In today’s interview, I spar with Harriet Moynihan over the application of international law to cyberattacks, a topic on which she has written with clarity and in detail. We disagree politely but profoundly. I make the case that international law is distinct from what works in cyberspace and is inconsistent with either clarity or effectiveness in deterring cyberattacks. Harriet argues that international law has been a central principle of the post-1945 international system and one that has helped to keep a kind of peace among nations. It’s a good exchange.

In the News Roundup, David Kris and I discuss the state of Team Telecom, which is taking unwonted (but probably welcome) fire for not being tough enough on state-owned Chinese telecom firms. Predictably, Team Telecom is going with the flow and reportedly seeking to knock four such firms out of the US market.

Maury Shenk reports that Vietnam is suspected of hacking Chinese health authorities. In response to the accusations, the Vietnamese released what looks to me like a word-for-word clone of Chinese cyber espionage boilerplate denials.

Gapple’s design for a COVID-19 tracing app isn’t the best way to track infections, I claim, but it’s all that Google and Apple are willing to let governments do because of their exquisitely refined and self-evidently superior sense of privacy.
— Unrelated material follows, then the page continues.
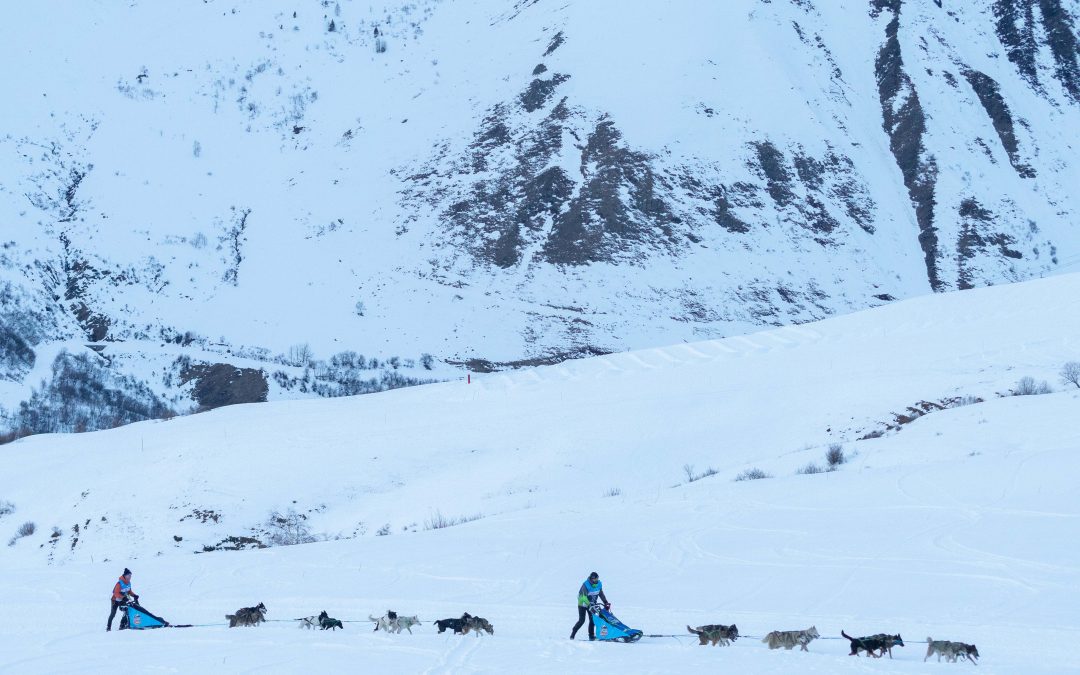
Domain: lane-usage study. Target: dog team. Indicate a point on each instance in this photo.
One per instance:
(591, 592)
Nick Weaver disagrees, arguing that the Gapple system preserves privacy and allows health authorities all the information that they really need. Governments are mostly falling in line, either because they buy Nick’s argument or because they have decided that their Silicon Valley overlords have the ability to wreck any more centralized system. France is still fighting for its vision of contact tracing. But Australia seems to be adopting a lightly tweaked version of the Gapple model to add some centralization. And Germany seems to be surrendering as well.

Several senators want Cyber Command and the Cybersecurity and Infrastructure Security Agency (CISA) to do more to deter coronavirus hackers, David reports. More importantly, he points out that sending a military organization to attack a civilian criminal gang will raise a host of legal issues that should be sorted out before rather than after the attack begins.

Failure to protect your client from Chinese government hackers might be malpractice, a DC court rules. But as Maury points out, there’s a long road from winning a motion to dismiss and winning at trial, so the lesson to be drawn from this case won’t be certain for some time.

Three years later, the Shadow Brokers leak is making news, and still providing challenges for private security researchers. Nick reports on how a three-year-old leak led to the latest revelation of an unknown advanced persistent threat (APT) group.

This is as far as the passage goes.